On Thursday, 17 November 2016 09:39:14 UTC, Patrik Waldmann wrote:
>
> I guess I should have explained my problem clearer. If I run the code 
> without w[1,(w[1].<z)&(w[1].>-(z))] = 0, and do:
> dump(w)
> Array{Any}((2,))
>   1: 
> Array{Float64}((1,13)) 
> [-0.681392 0.595298 … 0.893845 -3.5044]
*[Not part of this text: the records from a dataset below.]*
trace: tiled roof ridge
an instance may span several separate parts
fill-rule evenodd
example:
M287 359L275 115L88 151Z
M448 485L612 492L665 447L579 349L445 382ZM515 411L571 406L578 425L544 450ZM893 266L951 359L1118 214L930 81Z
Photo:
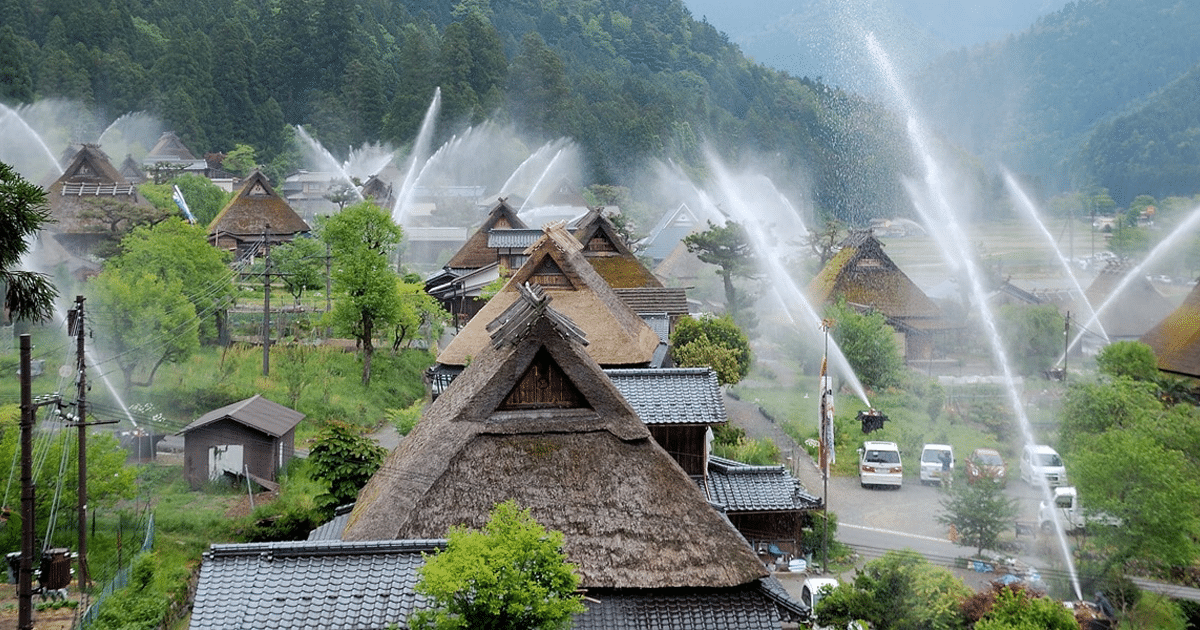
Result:
M290 558L300 556L367 556L374 553L400 553L418 551L438 551L445 547L445 539L415 540L286 540L275 542L233 542L212 545L204 553L206 558L228 558L235 556L266 556Z
M710 367L608 367L605 372L618 376L706 374ZM715 372L713 372L715 376Z
M740 474L745 474L745 473L756 473L756 474L775 473L775 474L778 474L780 470L786 470L786 468L784 468L784 466L781 466L781 464L756 466L756 464L743 463L743 462L739 462L739 461L736 461L736 460L726 460L725 457L718 457L715 455L709 455L708 456L708 463L710 466L715 466L716 468L720 469L720 472L726 473L726 474L728 474L728 473L740 473Z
>   2: Float64 22.447679788630705
>
> and 
> println(w[1])
> [-0.681392 0.595298 -0.394906 0.776983 -1.11178 3.11679 -0.0984956 
> -2.18501 0.928204 -0.484802 -1.86844 0.893845 -3.5044]
>
> println(w[1,1])
> [-0.681392 0.595298 -0.394906 0.776983 -1.11178 3.11679 -0.0984956 
> -2.18501 0.928204 -0.484802 -1.86844 0.893845 -3.5044]
>
> println(w[1,:])
> Any[
> [-0.681392 0.595298 -0.394906 0.776983 -1.11178 3.11679 -0.0984956 
> -2.18501 0.928204 -0.484802 -1.86844 0.893845 -3.5044]]
>
>
> This is very confusing for an R user like me. How do I access the column 
> indexes of w[1] and apply the logical expression 
> w[1,(w[1].<z)&(w[1].>-(z))] = 0 ?
>
> Patrik
>
>
>
>
> On Thursday, November 17, 2016 at 6:58:14 AM UTC+1, Jeffrey Sarnoff wrote:
>
>> good things to know about how indexing works
>>
>>
>> The indices for a Vector, or a column or row of a Matrix start at *1*
>>
>> ```
>> length(avector)   # gets the number of elements in avector
>>
>> avector[1]        # gets the first item in avector
>> avector[end]      # gets the final item in avector 
>> avector[1:end]    # gets all elements of avector
>>
>> int_column_vector = [10, 20, 30]
>>  10
>>  20
>>  30
>>
>> int_column_vector[1]
>>  10
>> # do not use zero as an index
>> int_column_vector[ 0 ]
>> ERROR: BoundsError:
>> # do not use false, true as indices because avec[ false ] means avec[ 0 ]
>>
>> ```
>>
>> in ` w[1,(w[1].<z)&(w[1].>-(z))] = 0 `, the second index can simplify to 
>> `false`   (consider this)
>> ```
>> avec = [ 10, 20, 30 ]
>> avec1 = avec[ 1 ] 
>> avec1 == avec[ 1 + false ]
>> avec2 = avec[  2 ]
>> avec2 == avec[ 1 + true ] 
>> ```
>>
>> As a start, recheck indexing expressions, be more sure they do what you 
>> want them to do.
>>
>>
>> On Wednesday, November 16, 2016 at 1:36:57 PM UTC-5, Patrik Waldmann 
>> wrote:
>>>
>>> Hi,
>>>
>>> I'm an R user trying to learn Julia. I got hold of some code from the 
>>> Knet package that I was playing around with. My goal is to set values to 
>>> zero in a loop based on a logical expression, but I cannot figure out how 
>>> the indexing works. Any help would be appreciated (the problem lies in 
>>> w[1,(w[1].<z)&(w[1].>-(z))] = 0):
>>>
>>> using Knet
>>> predict(w,x) = w[1]*x .+ w[2]
>>> lambda = 2
>>> z = Array{Float64}(1,13)
>>> loss(w,x,y) = sumabs2(y - predict(w,x)) / size(y,2)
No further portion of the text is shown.